Martin finished cleaning the gunsight and started putting it back in its case. He had less call to use it these days, but he wasn't the type to let his equipment decay.

"You're letting the men wear black," Marcella said, with the air of a woman who'd found a decisive argument.

Martin put the case back under the table and considered whether he needed to take out the knives. He could use some target practice, but that might best wait until Marcella had left for the day. Even after all this time, it still made her nervous to have him throwing near her. Plus she always referred to that accident with the Zapatistas and the watermelon, and he wasn't yet well-adjusted enough to want to tolerate a rehash of that, though he had his hopes.

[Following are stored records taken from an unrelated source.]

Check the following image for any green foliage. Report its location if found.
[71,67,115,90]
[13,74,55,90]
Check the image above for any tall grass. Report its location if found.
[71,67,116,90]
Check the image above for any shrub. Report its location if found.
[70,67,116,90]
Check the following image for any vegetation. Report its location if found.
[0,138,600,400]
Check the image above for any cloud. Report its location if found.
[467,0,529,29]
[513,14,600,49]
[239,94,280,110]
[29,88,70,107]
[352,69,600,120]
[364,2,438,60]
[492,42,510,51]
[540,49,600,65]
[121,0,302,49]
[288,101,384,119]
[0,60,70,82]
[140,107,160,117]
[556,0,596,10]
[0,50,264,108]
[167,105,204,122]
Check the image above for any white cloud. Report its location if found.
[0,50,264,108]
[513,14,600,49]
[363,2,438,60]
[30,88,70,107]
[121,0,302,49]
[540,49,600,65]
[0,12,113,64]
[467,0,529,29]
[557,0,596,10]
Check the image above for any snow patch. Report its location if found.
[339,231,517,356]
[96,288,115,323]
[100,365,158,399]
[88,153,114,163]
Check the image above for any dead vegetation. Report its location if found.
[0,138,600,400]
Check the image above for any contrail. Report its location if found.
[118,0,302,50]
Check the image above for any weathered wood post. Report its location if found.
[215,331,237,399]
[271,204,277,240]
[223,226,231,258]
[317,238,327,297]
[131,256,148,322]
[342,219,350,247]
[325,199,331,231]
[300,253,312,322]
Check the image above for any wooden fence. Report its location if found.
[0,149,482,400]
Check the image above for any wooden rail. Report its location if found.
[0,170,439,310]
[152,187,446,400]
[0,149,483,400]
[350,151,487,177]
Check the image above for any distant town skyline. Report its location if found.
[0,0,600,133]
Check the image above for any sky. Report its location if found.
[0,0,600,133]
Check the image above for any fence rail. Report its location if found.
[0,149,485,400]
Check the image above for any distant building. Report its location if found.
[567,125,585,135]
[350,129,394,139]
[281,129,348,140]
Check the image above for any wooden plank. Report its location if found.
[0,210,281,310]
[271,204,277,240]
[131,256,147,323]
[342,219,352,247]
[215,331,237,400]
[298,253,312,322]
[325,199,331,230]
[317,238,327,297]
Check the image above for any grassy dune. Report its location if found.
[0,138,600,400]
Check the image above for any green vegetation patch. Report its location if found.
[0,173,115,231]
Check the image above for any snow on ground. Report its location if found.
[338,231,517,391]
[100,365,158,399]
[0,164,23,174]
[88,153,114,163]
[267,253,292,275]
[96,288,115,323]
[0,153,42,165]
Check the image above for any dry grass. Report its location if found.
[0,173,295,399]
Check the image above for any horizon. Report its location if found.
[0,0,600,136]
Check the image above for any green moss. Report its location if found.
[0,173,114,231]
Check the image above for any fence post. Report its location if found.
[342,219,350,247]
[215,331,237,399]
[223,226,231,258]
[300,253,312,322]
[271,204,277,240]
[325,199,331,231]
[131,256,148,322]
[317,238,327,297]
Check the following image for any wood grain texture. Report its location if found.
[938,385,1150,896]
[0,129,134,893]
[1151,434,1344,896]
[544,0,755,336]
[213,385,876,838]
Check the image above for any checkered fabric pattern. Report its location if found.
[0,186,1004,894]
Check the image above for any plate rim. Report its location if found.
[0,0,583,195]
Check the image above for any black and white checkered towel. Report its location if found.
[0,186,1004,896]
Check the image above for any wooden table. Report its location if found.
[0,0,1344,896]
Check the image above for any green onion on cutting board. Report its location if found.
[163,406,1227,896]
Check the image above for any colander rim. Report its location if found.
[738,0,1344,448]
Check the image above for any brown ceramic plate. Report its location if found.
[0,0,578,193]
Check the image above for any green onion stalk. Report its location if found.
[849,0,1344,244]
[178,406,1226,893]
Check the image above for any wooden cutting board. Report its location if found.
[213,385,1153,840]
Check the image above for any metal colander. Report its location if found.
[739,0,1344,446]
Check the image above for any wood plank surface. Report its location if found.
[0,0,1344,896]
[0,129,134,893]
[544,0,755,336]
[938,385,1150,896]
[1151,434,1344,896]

"No, then I'd look like a penguin. Penguin is no better than blueberry. A nice, fifties black dress with a full skirt and some fabric roses, that's all I'm asking you for."

He waved to Marcella on the way out, not wanting to interrupt her conversation. She could be very cutting when he interrupted her.

****

Debi put her hands behind her back and stretched, which Martin enjoyed watching. "The thing is, Martin, I'm not sure the florist fully comprehended what you meant when you said that you didn't care who you had to kill to make sure the wedding was perfect."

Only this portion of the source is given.